A to z kolei oznaczałoby, że wdrożenie tej zasady spowodowałoby, że ci, którzy nie udokumentują przepracowania 15 lat, nie otrzymają emerytury w ogóle, a jednocześnie: nie otrzymają, nawet jednorazowo, kwoty zgromadzonych składek.
O ile od jakiegoś czasu należało się pogodzić z tym, że „nasze” składki tak naprawdę nie są „nasze” – co potwierdził Trybunał Konstytucyjny w kontrowersyjnym wyroku dotyczącym OFE – to utrata prawa do emerytury przez tych, którzy nie przepracowali odpowiedniej liczby lat, wydaje się być kontrowersyjnym działaniem rządu. Zwłaszcza, że ww. wyrok Trybunału zawiera fragment, zgodnie z którym
występowanie ekonomicznej zależności między opłacaniem składki na ubezpieczenie a wysokością świadczenia przysługującego w związku z zaistnieniem ryzyka ubezpieczeniowego jest jednym z elementów ubezpieczeń społecznych, w tym także systemu emerytalnego
Proponowane zmiany (na razie to jednak tylko koncepcja, o czym warto pamiętać) prowadzą zaś do wniosku, że wysokość zgromadzonych składek nie zawsze będzie się przekładać na prawo do emerytury, a tym samym – jej wysokość.
Zamiast emerytury ze składek – emerytura obywatelska?
Może natomiast okazać się, że reforma systemu emerytalnego doprowadzi do wprowadzenia w Polsce tzw. emerytur obywatelskich. Wówczas każdy obywatel, po osiągnięciu określonego prawem wieku emerytalnego, otrzyma niską emeryturę bez względu na swoje dotychczasowe zarobki czy staż pracy. Każdy mógłby, oczywiście, dodatkowo odkładać na swoją jesień życia w prywatnych funduszach emerytalnych, w tym prowadzonych np. przez pracodawców.
Takie zmiany wydają się zresztą nieuniknione. Szacuje się, że w 2050 emeryci będą stanowić 1/3 społeczeństwa. To będzie ogromne obciążenie dla budżetu.

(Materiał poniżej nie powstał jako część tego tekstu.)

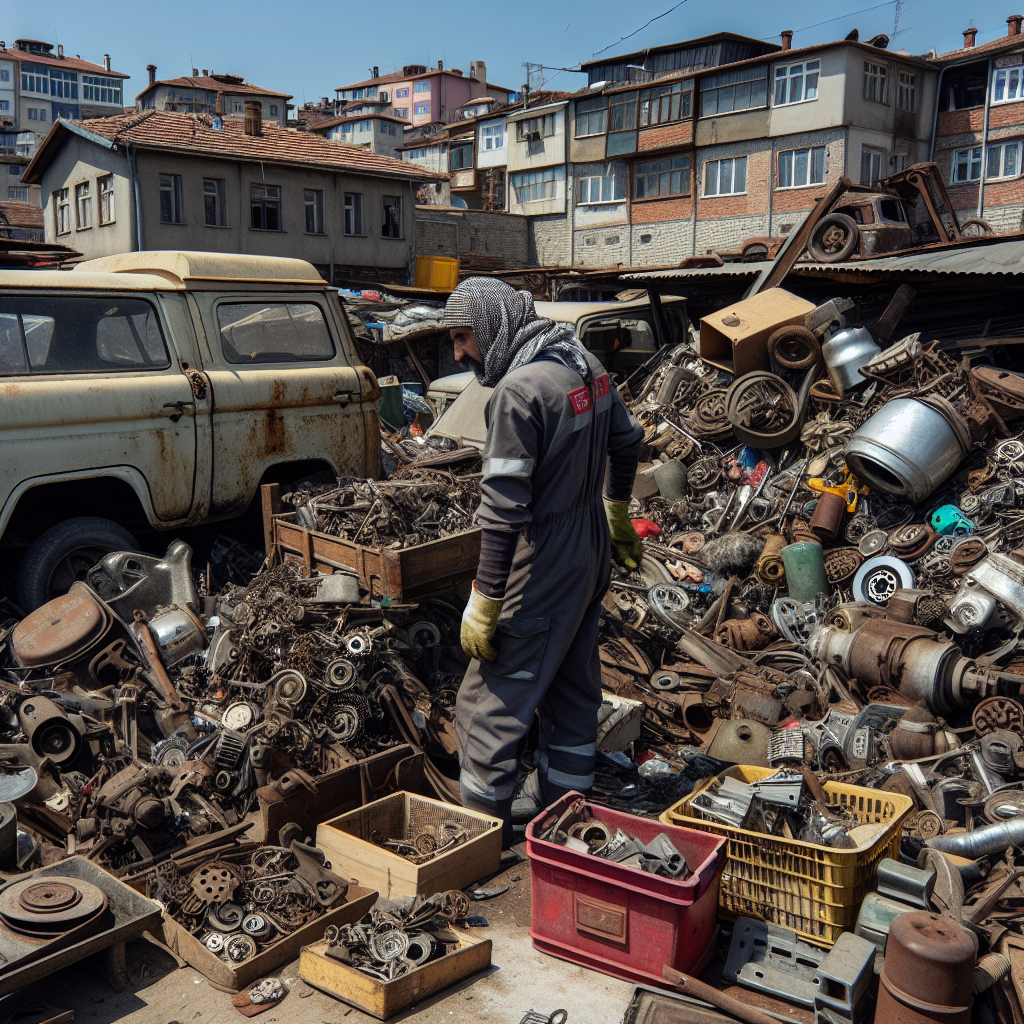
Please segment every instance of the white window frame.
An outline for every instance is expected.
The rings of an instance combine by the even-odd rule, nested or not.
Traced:
[[[270,115],[271,115],[271,117],[277,117],[278,113],[279,113],[279,110],[278,110],[277,104],[276,103],[271,103],[270,104]]]
[[[100,227],[105,224],[113,224],[115,220],[114,208],[114,176],[107,174],[96,179],[96,193],[99,196]]]
[[[772,89],[772,104],[789,107],[797,103],[810,103],[818,98],[818,79],[821,76],[820,60],[805,60],[799,64],[783,64],[775,69]],[[813,79],[813,81],[812,81]],[[779,98],[779,87],[782,98]],[[794,88],[799,88],[799,97],[792,99]],[[813,95],[811,95],[813,92]]]
[[[362,237],[366,234],[363,229],[363,193],[345,193],[345,220],[342,225],[344,234]]]
[[[645,170],[645,168],[647,169]],[[672,189],[672,180],[677,175],[679,178],[680,191],[675,192]],[[652,195],[647,191],[647,186],[655,178],[657,179],[657,192]],[[641,182],[643,182],[642,185]],[[666,185],[668,191],[663,192],[661,190],[663,184]],[[688,196],[690,194],[690,188],[689,154],[683,153],[677,156],[662,157],[658,160],[645,160],[641,163],[633,164],[634,202],[643,202],[646,199],[669,199],[677,198],[679,196]],[[641,189],[645,193],[642,196],[637,194]]]
[[[877,93],[872,96],[871,93]],[[864,99],[889,105],[889,65],[864,61]]]
[[[213,186],[212,188],[210,186]],[[213,223],[207,219],[207,200],[213,200]],[[224,179],[203,178],[203,223],[208,228],[227,227],[226,203],[224,202]]]
[[[427,82],[413,82],[413,84],[412,84],[412,94],[413,94],[413,96],[415,96],[416,93],[422,94],[422,93],[425,93],[425,92],[426,93],[430,92],[430,82],[429,81],[427,81]]]
[[[719,188],[721,186],[722,169],[723,165],[729,164],[729,191],[721,192]],[[736,169],[738,166],[743,168],[743,188],[736,188]],[[708,191],[711,183],[711,168],[715,169],[714,181],[715,191]],[[719,196],[743,196],[747,194],[747,158],[745,156],[729,156],[723,157],[720,160],[707,160],[704,163],[704,195],[708,198],[717,198]]]
[[[484,144],[484,150],[495,150],[505,148],[505,126],[503,124],[489,124],[480,129],[480,138]]]
[[[885,150],[879,146],[866,146],[861,145],[860,147],[860,183],[862,185],[871,185],[878,181],[880,178],[885,177]],[[867,162],[867,178],[864,180],[864,168],[865,161]],[[878,176],[874,175],[875,164],[878,165]]]
[[[535,127],[529,128],[528,125]],[[524,117],[516,121],[516,142],[527,142],[527,136],[536,132],[542,139],[555,134],[555,115],[541,114],[539,117]]]
[[[821,154],[821,177],[812,177],[814,174],[815,154]],[[797,181],[797,165],[800,155],[804,154],[803,180]],[[788,157],[788,161],[784,158]],[[789,184],[783,185],[783,166],[789,164]],[[828,146],[804,146],[800,149],[784,149],[779,152],[776,159],[776,185],[777,189],[809,188],[812,185],[824,185],[828,177]]]
[[[53,193],[53,225],[58,235],[71,234],[71,190],[59,188]]]
[[[429,114],[430,104],[429,103],[414,103],[412,107],[414,114]]]
[[[575,137],[585,139],[608,131],[608,100],[592,96],[576,102]]]
[[[609,168],[611,165],[608,165]],[[587,174],[576,179],[577,206],[606,206],[626,201],[626,185],[621,173]]]
[[[249,230],[250,231],[284,231],[284,207],[282,205],[281,186],[280,185],[268,185],[266,182],[254,181],[249,183]],[[270,218],[267,216],[270,210],[276,210],[277,212],[277,227],[268,228],[253,227],[252,224],[252,213],[253,205],[259,204],[259,208],[262,211],[260,219],[264,224],[267,223]]]
[[[92,227],[92,188],[88,181],[75,185],[75,230],[86,231]]]
[[[896,72],[896,109],[917,113],[917,75],[911,71]]]
[[[1007,142],[994,142],[989,143],[988,150],[985,156],[985,180],[986,181],[997,181],[1005,178],[1017,178],[1021,174],[1021,139],[1010,139]],[[1013,159],[1010,162],[1011,170],[1009,173],[1006,172],[1007,165],[1007,154],[1012,153]],[[992,157],[998,154],[999,164],[996,172],[992,171]]]
[[[324,227],[324,193],[318,188],[304,188],[302,190],[302,212],[306,225],[307,235],[322,235],[326,232]],[[312,214],[312,218],[310,218]],[[312,230],[310,229],[312,220]]]
[[[559,172],[562,172],[559,174]],[[565,186],[565,169],[541,167],[536,171],[517,171],[511,175],[511,187],[520,206],[542,203],[548,199],[561,199],[559,185]],[[533,193],[536,191],[536,195]]]
[[[966,185],[972,181],[980,181],[981,161],[981,146],[968,146],[966,149],[954,150],[949,164],[950,185]],[[975,167],[977,168],[976,171]],[[962,178],[959,177],[961,169],[964,172],[964,177]]]
[[[1024,66],[993,68],[992,102],[1019,103],[1024,100]]]
[[[28,186],[27,185],[8,185],[7,186],[7,198],[14,200],[16,203],[27,203],[28,202]]]
[[[165,184],[166,182],[166,184]],[[170,197],[170,220],[164,220],[164,193]],[[160,175],[160,223],[161,224],[184,224],[185,213],[182,205],[181,175],[161,174]]]
[[[391,233],[387,230],[387,221],[384,216],[385,211],[389,207],[394,207],[398,211],[398,220],[395,224],[397,233]],[[380,236],[381,238],[400,239],[405,237],[405,215],[402,210],[402,197],[401,196],[381,196],[381,226]]]

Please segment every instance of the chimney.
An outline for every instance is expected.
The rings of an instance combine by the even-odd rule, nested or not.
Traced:
[[[972,25],[970,28],[964,29],[964,46],[965,50],[969,50],[974,46],[974,37],[978,34],[978,30]]]
[[[203,68],[203,78],[205,78],[210,72]]]
[[[110,70],[110,54],[109,53],[103,54],[103,70],[104,71],[109,71]]]
[[[780,32],[779,35],[782,36],[782,48],[784,50],[792,50],[793,30],[791,28],[787,28],[784,32]]]
[[[156,85],[156,65],[147,64],[146,70],[149,72],[149,84]]]
[[[438,71],[444,71],[444,61],[443,60],[439,60],[437,62],[437,70]]]
[[[199,77],[199,68],[193,68],[192,69],[192,77],[193,78],[198,78]]]
[[[218,117],[223,117],[224,116],[224,90],[223,89],[218,89],[217,90],[217,105],[213,108],[213,112]]]
[[[63,43],[58,43],[57,44],[57,60],[63,60],[63,59],[64,59],[64,44]]]
[[[1024,21],[1024,14],[1011,14],[1006,19],[1006,24],[1009,26],[1006,30],[1008,36],[1019,36],[1020,35],[1020,24]]]
[[[377,67],[376,64],[373,65],[373,74],[370,77],[371,78],[380,78],[380,68]]]
[[[245,101],[245,134],[263,134],[263,106],[259,100]]]
[[[481,85],[487,84],[487,65],[482,60],[469,62],[469,77],[475,78]]]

Nie ma zatem co liczyć na to, że za kilkanaście czy kilkadziesiąt lat wysokość naszej emerytury wypłacanej przez ZUS będzie efektem naszej ciężkiej pracy, tj. wysokich składek emerytalnych. Nie ma wyjścia – trzeba na tę emeryturę samemu zacząć oszczędzać, bo emerytura obywatelska będzie, tak po prostu, głodowa.